Mike Strobel edited this page Jun 26, 2026 · 1 revision

Data binding

Cursorial's data-binding engine wires element properties to a source object (typically a view model) and keeps them in sync — the same {Binding} / DataContext model you know from WPF and Avalonia, ported to the terminal. Reach for it whenever a property's value comes from data that changes over time, or when an editable control should flow user input back to a model.

The descriptor types live in Cursorial.UI.Data (Binding, BindingBase, BindingMode, IValueConverter, BindingOperations, …); DataContext and FindName live on UIElement in Cursorial.UI. You can author bindings two ways: in XAML as a {Binding} markup extension, or in code through BindingOperations / the SetBinding extension method.

A first binding

A binding resolves its source from the target element's inherited DataContext, walks a property path, and pushes the value into the target property. DataContext is an ordinary inherited property, so setting it on a panel makes it the source for every descendant that doesn't override it.

var view = new StackPanel { DataContext = new GreetingViewModel { Name = "Ada" } };

var label = new TextBlock();
label.SetBinding(TextBlock.TextProperty, new Binding("Name"));   // TextBlock.Text ← vm.Name
view.Children.Add(label);

In XAML the same thing is a markup extension on the property:

<StackPanel>
  <TextBlock Text="{Binding Name}" />
  <TextBox  Text="{Binding Name, Mode=TwoWay}" />
</StackPanel>

For change notification to flow, the source should implement System.ComponentModel.INotifyPropertyChanged. Cursorial also honors a convention fallback: a public [PropertyName]Changed event (no INotifyPropertyChanged required) is subscribed automatically.
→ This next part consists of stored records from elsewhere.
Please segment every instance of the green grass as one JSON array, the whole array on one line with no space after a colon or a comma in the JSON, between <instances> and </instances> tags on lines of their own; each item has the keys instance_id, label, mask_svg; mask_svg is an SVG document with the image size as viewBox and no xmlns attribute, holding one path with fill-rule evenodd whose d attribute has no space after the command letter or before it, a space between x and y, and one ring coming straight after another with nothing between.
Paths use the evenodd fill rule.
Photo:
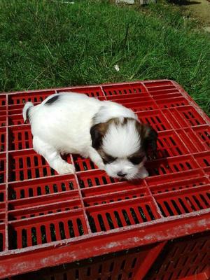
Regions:
<instances>
[{"instance_id":1,"label":"green grass","mask_svg":"<svg viewBox=\"0 0 210 280\"><path fill-rule=\"evenodd\" d=\"M169 78L209 113L209 36L168 5L108 2L0 1L0 91Z\"/></svg>"}]
</instances>

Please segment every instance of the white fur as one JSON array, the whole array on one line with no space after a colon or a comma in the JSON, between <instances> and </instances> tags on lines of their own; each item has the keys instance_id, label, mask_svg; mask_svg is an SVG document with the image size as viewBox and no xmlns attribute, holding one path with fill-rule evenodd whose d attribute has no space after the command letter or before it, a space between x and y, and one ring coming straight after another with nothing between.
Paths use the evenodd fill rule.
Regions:
<instances>
[{"instance_id":1,"label":"white fur","mask_svg":"<svg viewBox=\"0 0 210 280\"><path fill-rule=\"evenodd\" d=\"M27 102L23 108L23 117L29 107L29 119L34 136L34 150L43 155L49 164L59 174L75 172L73 164L62 159L62 153L78 153L90 158L99 168L105 169L109 176L117 177L117 173L125 171L126 178L144 178L148 173L143 164L134 166L124 158L134 153L141 145L139 135L132 122L126 127L111 125L103 142L103 148L119 159L113 164L103 163L98 152L92 146L90 128L94 124L106 122L113 118L125 117L136 120L130 109L114 102L99 101L85 94L61 92L58 100L51 104L46 102L32 106ZM139 172L140 170L140 172Z\"/></svg>"},{"instance_id":2,"label":"white fur","mask_svg":"<svg viewBox=\"0 0 210 280\"><path fill-rule=\"evenodd\" d=\"M135 121L128 120L126 125L111 123L103 140L103 150L113 158L126 158L136 152L141 139Z\"/></svg>"},{"instance_id":3,"label":"white fur","mask_svg":"<svg viewBox=\"0 0 210 280\"><path fill-rule=\"evenodd\" d=\"M27 102L24 106L23 107L22 109L22 115L23 115L23 120L24 122L25 122L27 120L27 111L28 110L28 108L29 108L30 107L33 107L34 104L32 102Z\"/></svg>"}]
</instances>

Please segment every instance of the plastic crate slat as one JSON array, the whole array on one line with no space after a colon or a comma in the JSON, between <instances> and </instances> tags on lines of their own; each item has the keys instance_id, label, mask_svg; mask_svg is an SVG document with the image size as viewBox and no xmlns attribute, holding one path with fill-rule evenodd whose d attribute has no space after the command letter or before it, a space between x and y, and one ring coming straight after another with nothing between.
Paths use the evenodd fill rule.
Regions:
<instances>
[{"instance_id":1,"label":"plastic crate slat","mask_svg":"<svg viewBox=\"0 0 210 280\"><path fill-rule=\"evenodd\" d=\"M106 96L138 94L140 96L148 96L146 90L141 83L128 85L104 85L103 91Z\"/></svg>"},{"instance_id":2,"label":"plastic crate slat","mask_svg":"<svg viewBox=\"0 0 210 280\"><path fill-rule=\"evenodd\" d=\"M57 92L79 92L85 94L90 97L104 97L104 93L100 87L88 87L88 88L67 88L64 89L59 89L56 90Z\"/></svg>"},{"instance_id":3,"label":"plastic crate slat","mask_svg":"<svg viewBox=\"0 0 210 280\"><path fill-rule=\"evenodd\" d=\"M42 102L49 95L55 93L55 90L45 91L44 92L33 92L28 93L15 93L8 95L8 104L24 104L27 102Z\"/></svg>"},{"instance_id":4,"label":"plastic crate slat","mask_svg":"<svg viewBox=\"0 0 210 280\"><path fill-rule=\"evenodd\" d=\"M24 124L22 119L24 104L31 101L36 105L52 93L69 91L123 104L133 110L141 122L158 131L157 159L146 164L150 175L148 178L119 181L99 170L90 159L78 155L64 158L68 162L72 161L76 174L58 175L33 150L30 125ZM57 249L64 262L64 243L69 246L67 258L72 261L86 255L91 258L90 252L96 248L104 253L113 251L115 244L122 241L121 234L127 234L123 239L125 244L136 234L148 244L165 240L167 234L174 238L180 232L187 234L210 229L207 218L204 227L210 210L209 120L178 84L167 80L1 94L0 277L12 276L10 273L13 265L8 267L6 273L2 272L6 260L17 263L18 258L23 260L31 253L36 260L35 268L44 266L43 262L38 265L36 254L41 255L41 261ZM184 232L186 224L187 233ZM159 234L151 239L150 228L154 232L159 229ZM176 230L171 232L168 228ZM86 244L91 245L83 255L80 248ZM208 269L208 255L204 253L208 245L204 244L200 247L193 245L191 253L191 244L182 246L181 251L178 246L170 258L178 253L180 260L169 262L165 270L159 270L158 278L154 279L168 280L195 273L203 277ZM71 258L71 246L76 248L74 259ZM151 265L150 258L146 255L146 252L150 254L151 248L132 255L136 255L134 265L135 257L108 260L100 277L106 270L107 279L113 274L121 280L140 275L137 271L144 272L145 267ZM14 253L10 254L10 250ZM192 252L199 250L202 251L202 256L197 254L193 257ZM188 255L187 258L181 258L184 254ZM32 260L30 258L24 260L24 273L31 270L29 267ZM61 263L59 260L55 263L55 258L50 262L50 266ZM191 267L187 267L190 262ZM141 267L142 264L144 268ZM74 274L66 271L55 276L52 272L50 277L99 278L97 264L75 270Z\"/></svg>"}]
</instances>

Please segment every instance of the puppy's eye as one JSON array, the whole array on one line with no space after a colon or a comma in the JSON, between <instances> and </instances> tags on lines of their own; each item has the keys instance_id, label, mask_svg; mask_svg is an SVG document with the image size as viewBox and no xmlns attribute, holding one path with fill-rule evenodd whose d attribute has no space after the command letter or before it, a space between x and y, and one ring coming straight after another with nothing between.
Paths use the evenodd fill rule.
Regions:
<instances>
[{"instance_id":1,"label":"puppy's eye","mask_svg":"<svg viewBox=\"0 0 210 280\"><path fill-rule=\"evenodd\" d=\"M142 162L144 157L132 157L130 158L130 161L133 164L139 164L140 162Z\"/></svg>"},{"instance_id":2,"label":"puppy's eye","mask_svg":"<svg viewBox=\"0 0 210 280\"><path fill-rule=\"evenodd\" d=\"M105 164L111 163L111 162L114 162L116 159L117 159L117 158L113 158L111 155L107 155L106 158L102 158L103 162Z\"/></svg>"}]
</instances>

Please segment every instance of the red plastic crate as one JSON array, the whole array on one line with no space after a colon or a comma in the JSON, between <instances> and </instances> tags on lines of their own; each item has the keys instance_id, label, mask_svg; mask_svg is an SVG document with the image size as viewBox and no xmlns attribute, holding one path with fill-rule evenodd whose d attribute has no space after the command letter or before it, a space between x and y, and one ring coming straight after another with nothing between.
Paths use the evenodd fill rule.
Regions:
<instances>
[{"instance_id":1,"label":"red plastic crate","mask_svg":"<svg viewBox=\"0 0 210 280\"><path fill-rule=\"evenodd\" d=\"M158 131L149 177L119 181L78 155L66 158L76 174L58 175L34 151L24 104L66 91L123 104ZM0 279L210 278L209 119L177 83L3 93L0 109Z\"/></svg>"}]
</instances>

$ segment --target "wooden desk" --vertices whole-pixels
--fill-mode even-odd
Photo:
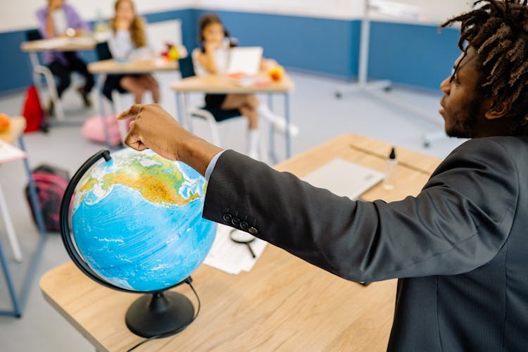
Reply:
[[[175,71],[177,61],[163,58],[120,63],[113,59],[103,60],[88,64],[88,71],[94,75],[149,73],[156,71]]]
[[[391,146],[342,135],[277,166],[302,177],[334,158],[383,170]],[[381,185],[367,200],[417,194],[439,161],[403,149],[394,191]],[[408,165],[406,163],[410,163]],[[202,308],[185,330],[138,351],[385,351],[394,310],[396,280],[365,287],[269,245],[249,272],[231,275],[206,265],[192,275]],[[73,263],[40,281],[46,300],[98,351],[125,351],[142,341],[125,324],[139,296],[115,291],[84,276]],[[189,298],[186,286],[177,288]],[[192,298],[191,298],[192,299]]]
[[[189,77],[173,83],[170,86],[170,89],[176,92],[176,103],[178,109],[177,115],[180,122],[183,123],[183,113],[181,108],[180,95],[181,94],[187,95],[189,93],[201,92],[210,94],[282,94],[284,99],[284,118],[286,119],[287,125],[289,125],[289,94],[295,89],[295,83],[294,83],[288,75],[284,75],[282,79],[278,82],[271,80],[265,72],[261,72],[258,75],[260,76],[259,80],[269,82],[269,84],[241,86],[234,82],[232,80],[220,75]],[[269,96],[268,95],[268,99]],[[186,98],[184,101],[187,102],[188,100]],[[278,158],[275,153],[273,129],[271,130],[270,133],[270,148],[273,162],[277,163]],[[287,158],[291,156],[291,138],[289,130],[287,129],[286,131],[285,149],[286,158]]]
[[[263,81],[269,80],[268,75],[261,73],[259,76]],[[203,92],[213,94],[257,94],[257,93],[289,93],[295,89],[295,83],[287,75],[279,82],[270,80],[270,83],[262,85],[241,86],[233,80],[220,75],[194,76],[184,78],[172,83],[170,89],[175,92],[190,93]]]
[[[96,42],[91,37],[75,38],[51,38],[32,40],[20,44],[20,49],[26,53],[42,51],[81,51],[93,50]]]

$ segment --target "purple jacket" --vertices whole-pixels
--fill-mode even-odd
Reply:
[[[89,30],[88,24],[84,22],[75,11],[75,10],[65,4],[63,6],[64,13],[66,15],[66,20],[68,20],[68,26],[75,29],[82,29],[84,30]],[[43,38],[49,38],[47,32],[46,32],[46,20],[48,18],[48,7],[46,6],[44,8],[41,8],[37,11],[37,18],[39,21],[39,30]],[[44,53],[44,61],[46,65],[49,65],[52,62],[58,60],[62,63],[66,63],[66,59],[64,57],[64,54],[58,51],[46,51]]]

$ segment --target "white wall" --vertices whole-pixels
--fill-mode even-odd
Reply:
[[[372,0],[375,1],[375,0]],[[419,7],[425,15],[420,20],[439,23],[471,8],[470,0],[388,0],[398,5]],[[197,0],[199,8],[330,18],[358,18],[365,13],[365,0]],[[377,19],[415,22],[416,20],[372,13]]]
[[[197,0],[201,8],[353,18],[363,13],[362,0]]]
[[[375,1],[375,0],[373,0]],[[423,9],[426,20],[438,23],[471,8],[470,0],[387,0],[417,6]],[[68,0],[87,20],[94,20],[97,11],[105,18],[113,11],[113,0]],[[0,0],[0,32],[37,26],[34,13],[47,0]],[[284,15],[350,19],[364,13],[364,0],[134,0],[140,13],[151,13],[178,8],[199,8],[240,11]],[[386,14],[373,14],[378,19],[403,20]]]
[[[96,19],[97,11],[105,18],[113,13],[113,0],[67,0],[87,20]],[[196,0],[134,0],[139,13],[151,13],[196,6]],[[35,12],[47,0],[0,0],[0,32],[37,27]]]

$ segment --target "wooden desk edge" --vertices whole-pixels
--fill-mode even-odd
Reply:
[[[97,351],[108,351],[108,350],[104,347],[94,336],[92,336],[84,327],[81,325],[77,320],[73,319],[71,315],[61,306],[60,304],[57,303],[49,295],[48,295],[46,286],[46,281],[49,279],[49,277],[55,274],[56,272],[61,272],[68,269],[67,267],[74,265],[73,262],[68,261],[61,264],[60,265],[53,268],[46,272],[39,281],[39,287],[40,287],[40,291],[42,294],[42,296],[44,300],[48,302],[66,321],[68,321],[72,326],[78,331],[84,338],[95,347]],[[74,268],[77,270],[77,268],[74,266]]]
[[[206,77],[206,76],[204,76]],[[222,77],[222,76],[218,76]],[[255,92],[257,93],[291,93],[295,90],[295,82],[289,77],[289,76],[285,76],[282,81],[278,82],[273,82],[269,85],[265,86],[253,86],[250,85],[247,87],[237,85],[235,83],[231,83],[230,85],[225,87],[206,87],[206,84],[203,84],[196,87],[189,84],[189,80],[195,80],[198,76],[190,77],[187,78],[183,78],[178,82],[171,83],[170,89],[181,93],[191,93],[196,92],[206,92],[208,93],[225,93],[227,91],[227,93],[230,91],[236,92],[241,92],[244,91],[247,92]]]

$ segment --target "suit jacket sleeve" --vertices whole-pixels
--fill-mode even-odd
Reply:
[[[262,239],[351,280],[456,275],[489,262],[505,243],[517,175],[503,146],[473,139],[417,196],[353,201],[227,151],[211,174],[203,217],[244,222],[242,230],[247,225]]]

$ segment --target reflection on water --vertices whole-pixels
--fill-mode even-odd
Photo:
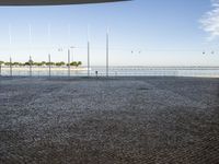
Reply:
[[[91,75],[105,75],[105,67],[91,67]],[[68,68],[51,68],[50,75],[67,77]],[[30,75],[28,67],[13,67],[13,75]],[[1,75],[10,75],[10,67],[1,68]],[[48,67],[33,67],[32,75],[46,77],[49,75]],[[71,68],[71,77],[85,77],[88,69],[85,67]],[[151,77],[219,77],[219,67],[111,67],[110,75],[151,75]]]

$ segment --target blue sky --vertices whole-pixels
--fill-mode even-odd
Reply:
[[[73,60],[85,66],[89,25],[93,66],[105,65],[107,27],[111,66],[218,66],[217,4],[217,0],[134,0],[1,7],[0,60],[11,56],[26,61],[31,54],[42,61],[50,52],[54,61],[67,61],[67,47],[74,46]]]

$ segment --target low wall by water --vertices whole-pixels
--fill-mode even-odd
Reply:
[[[8,67],[0,69],[0,75],[21,75],[21,77],[88,77],[85,67],[69,68],[68,67]],[[106,75],[105,67],[91,67],[90,75]],[[111,77],[219,77],[218,67],[110,67],[108,75]]]

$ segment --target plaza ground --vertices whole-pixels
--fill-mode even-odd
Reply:
[[[0,77],[1,164],[217,164],[219,79]]]

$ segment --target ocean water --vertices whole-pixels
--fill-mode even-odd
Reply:
[[[1,67],[1,75],[10,75],[10,67]],[[32,75],[46,77],[49,75],[48,67],[33,67]],[[67,77],[68,68],[53,68],[50,75]],[[30,75],[28,67],[12,67],[12,75]],[[88,69],[84,67],[79,69],[71,68],[71,77],[87,77]],[[105,67],[91,67],[90,75],[106,75]],[[219,67],[110,67],[108,75],[111,77],[214,77],[219,78]]]

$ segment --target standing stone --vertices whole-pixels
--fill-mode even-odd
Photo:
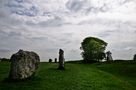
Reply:
[[[54,59],[54,62],[57,63],[57,58]]]
[[[49,63],[51,63],[52,62],[52,59],[49,59]]]
[[[106,52],[106,54],[107,54],[106,60],[113,61],[112,56],[111,56],[112,53],[110,51],[108,51],[108,52]]]
[[[62,49],[59,50],[59,70],[64,70],[64,63],[65,63],[65,59],[64,59],[64,51]]]
[[[136,61],[136,54],[134,55],[134,58],[133,58],[134,61]]]
[[[21,80],[31,77],[38,68],[40,57],[35,52],[19,50],[11,56],[9,78]]]

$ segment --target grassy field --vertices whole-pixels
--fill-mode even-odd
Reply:
[[[10,82],[9,63],[0,62],[0,90],[136,90],[136,62],[81,64],[40,63],[34,78]]]

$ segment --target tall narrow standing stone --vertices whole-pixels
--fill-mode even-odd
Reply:
[[[133,58],[134,61],[136,61],[136,54],[134,55],[134,58]]]
[[[64,59],[64,51],[62,49],[59,50],[59,70],[64,70],[64,63],[65,63],[65,59]]]

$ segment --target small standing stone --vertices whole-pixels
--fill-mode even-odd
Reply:
[[[57,58],[54,59],[54,62],[57,63]]]
[[[134,55],[134,58],[133,58],[134,61],[136,61],[136,54]]]
[[[111,56],[112,53],[110,51],[108,51],[108,52],[106,52],[106,54],[107,54],[106,60],[113,61],[112,56]]]
[[[51,63],[51,62],[52,62],[52,59],[49,59],[49,62]]]
[[[11,56],[10,61],[9,78],[12,80],[21,80],[35,74],[40,57],[35,52],[19,50]]]
[[[59,70],[64,70],[64,63],[65,63],[65,59],[64,59],[64,51],[62,49],[59,50]]]

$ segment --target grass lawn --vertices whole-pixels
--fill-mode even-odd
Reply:
[[[57,63],[40,63],[34,78],[10,82],[10,63],[0,62],[0,90],[136,90],[136,62],[66,63],[66,70],[57,70]]]

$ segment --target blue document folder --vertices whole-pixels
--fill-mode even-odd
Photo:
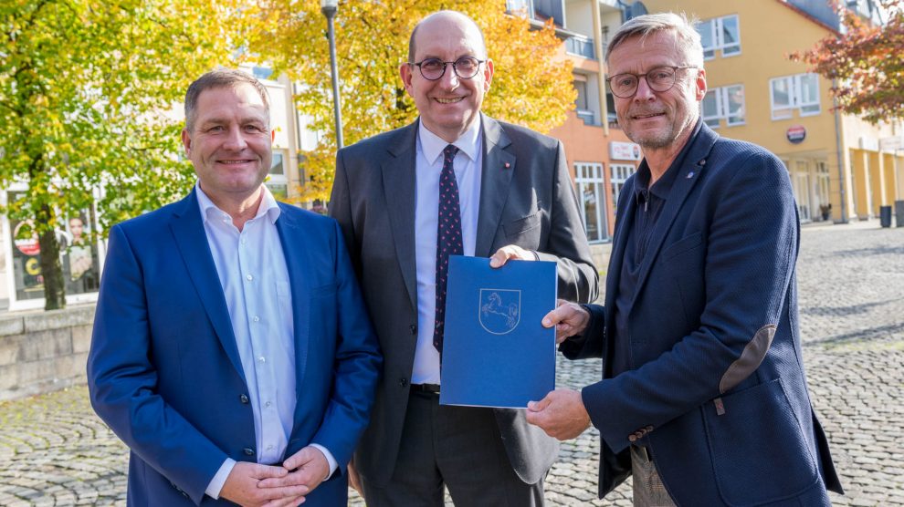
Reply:
[[[555,388],[556,264],[449,257],[443,405],[524,409]]]

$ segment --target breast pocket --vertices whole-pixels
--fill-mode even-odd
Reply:
[[[696,250],[698,247],[703,245],[703,234],[700,233],[694,233],[688,236],[685,236],[678,241],[669,244],[662,251],[662,262],[665,263],[678,255],[683,255],[685,254],[690,253]]]
[[[521,244],[522,242],[533,239],[534,243],[539,241],[540,230],[542,220],[540,211],[523,218],[519,218],[506,222],[502,225],[505,237],[510,243],[519,244],[526,248],[535,248],[536,245]],[[536,237],[536,239],[534,239]]]

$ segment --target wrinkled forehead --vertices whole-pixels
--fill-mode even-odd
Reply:
[[[674,33],[636,34],[624,39],[609,54],[608,74],[643,73],[662,66],[680,67],[686,64],[686,59]]]
[[[415,56],[454,58],[487,57],[483,36],[473,21],[458,16],[427,17],[415,28]]]

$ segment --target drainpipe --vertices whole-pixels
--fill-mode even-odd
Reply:
[[[832,79],[832,88],[838,85],[837,79]],[[841,153],[841,113],[838,112],[838,99],[832,98],[832,106],[835,109],[835,147],[836,154],[838,158],[838,190],[841,191],[841,223],[847,223],[847,192],[845,191],[845,160]]]
[[[603,136],[609,137],[609,108],[605,103],[605,56],[603,55],[603,26],[600,21],[600,0],[590,0],[590,12],[594,16],[594,52],[599,62],[596,71],[596,95],[600,101],[600,124],[603,125]]]

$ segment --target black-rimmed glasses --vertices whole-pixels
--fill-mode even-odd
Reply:
[[[451,64],[453,72],[460,79],[470,79],[480,70],[480,64],[487,60],[478,60],[474,57],[462,57],[454,62],[444,62],[439,58],[424,58],[419,62],[408,62],[416,66],[421,76],[428,81],[436,81],[446,74],[446,66]]]
[[[637,93],[640,78],[646,79],[646,86],[659,93],[668,91],[675,86],[675,74],[680,68],[697,68],[696,67],[657,67],[644,74],[615,74],[606,79],[612,94],[619,98],[630,98]]]

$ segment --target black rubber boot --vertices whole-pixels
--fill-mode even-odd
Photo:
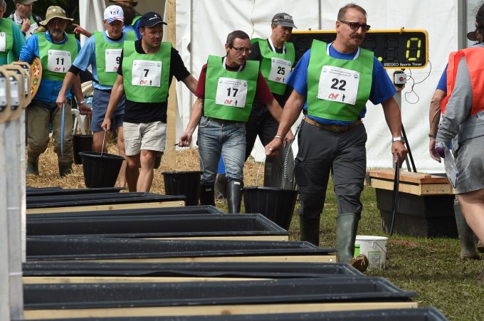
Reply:
[[[359,215],[354,213],[345,213],[336,219],[336,256],[338,262],[348,263],[364,272],[368,268],[368,258],[363,254],[353,258],[359,221]]]
[[[29,156],[27,158],[27,174],[38,175],[38,157],[33,158]]]
[[[475,251],[474,232],[467,225],[457,201],[454,201],[454,214],[456,215],[457,233],[459,236],[461,243],[461,258],[463,260],[478,260],[480,256]]]
[[[60,177],[65,177],[68,174],[73,172],[73,162],[59,162],[59,175]]]
[[[215,197],[217,199],[227,198],[227,177],[225,174],[217,175],[217,180],[215,181]]]
[[[200,205],[215,206],[214,185],[201,185],[200,187]]]
[[[243,183],[236,180],[227,181],[227,212],[230,214],[241,212],[242,201],[242,187]]]
[[[299,216],[301,241],[306,241],[316,246],[320,246],[320,216],[305,219]]]

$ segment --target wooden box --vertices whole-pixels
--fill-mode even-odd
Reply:
[[[376,189],[384,231],[391,224],[394,169],[368,173]],[[400,172],[399,204],[394,231],[416,237],[456,238],[453,189],[446,177]]]

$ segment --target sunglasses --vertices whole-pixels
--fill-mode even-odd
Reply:
[[[239,48],[236,48],[236,47],[232,47],[236,50],[236,52],[237,53],[251,53],[252,51],[251,50],[250,48],[247,48],[245,47],[239,47]]]
[[[347,24],[353,30],[358,30],[361,27],[364,31],[368,31],[371,27],[370,25],[367,23],[358,23],[357,22],[345,21],[344,20],[340,20],[340,22]]]

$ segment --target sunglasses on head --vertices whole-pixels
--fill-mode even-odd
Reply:
[[[371,27],[370,25],[367,23],[358,23],[357,22],[345,21],[344,20],[340,20],[340,22],[347,24],[353,30],[358,30],[361,27],[364,31],[368,31]]]

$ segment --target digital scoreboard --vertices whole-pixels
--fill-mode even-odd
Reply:
[[[293,31],[289,42],[294,44],[296,61],[311,48],[313,39],[328,43],[336,31]],[[388,69],[421,68],[428,63],[428,34],[425,30],[371,30],[362,48],[372,51]]]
If neither is present, the value is read once and re-read only when an ancestor's DataContext changes.

The Binding descriptor

Binding derives from BindingBase (the shared knobs) through AnchoredBinding (the source-anchor knobs). It is construction-immutable and shareable — one descriptor instance can be installed on many elements. Key members:

  • Path (ctor arg or Path init) — the property path. "" or "." means the source object itself. Paths support property steps, integer/string indexers (Items[0], Map["key"]), and attached-property segments.
  • Mode (BindingMode) — OneWay (source → target), TwoWay (source ↔ target), OneTime (read once at activation, no subscription), OneWayToSource (target → source only), or Default. Default resolves at install to TwoWay for properties whose metadata opts into two-way-by-default (editable controls), else OneWay.
  • UpdateSourceTrigger — when a two-way target edit flushes back: PropertyChanged (on every change), LostFocus (when focus leaves the element, plus the terminal-focus-out edit-commit pulse), or Explicit (only when you call UpdateSource() on the expression). Default resolves to PropertyChanged — a deliberate divergence from WPF's per-property LostFocus default, since a terminal keystroke source update is cheap.
  • Converter (IValueConverter) + ConverterParameter + ConverterCulture — a forward/back value conversion stage (see below).
  • StringFormat — a composite format applied to string/object targets on the way out (and reverse-parsed only when it is exactly "{0}").
  • FallbackValue — pushed when the path can't be resolved.
  • TargetNullValue — substituted when the source produces null.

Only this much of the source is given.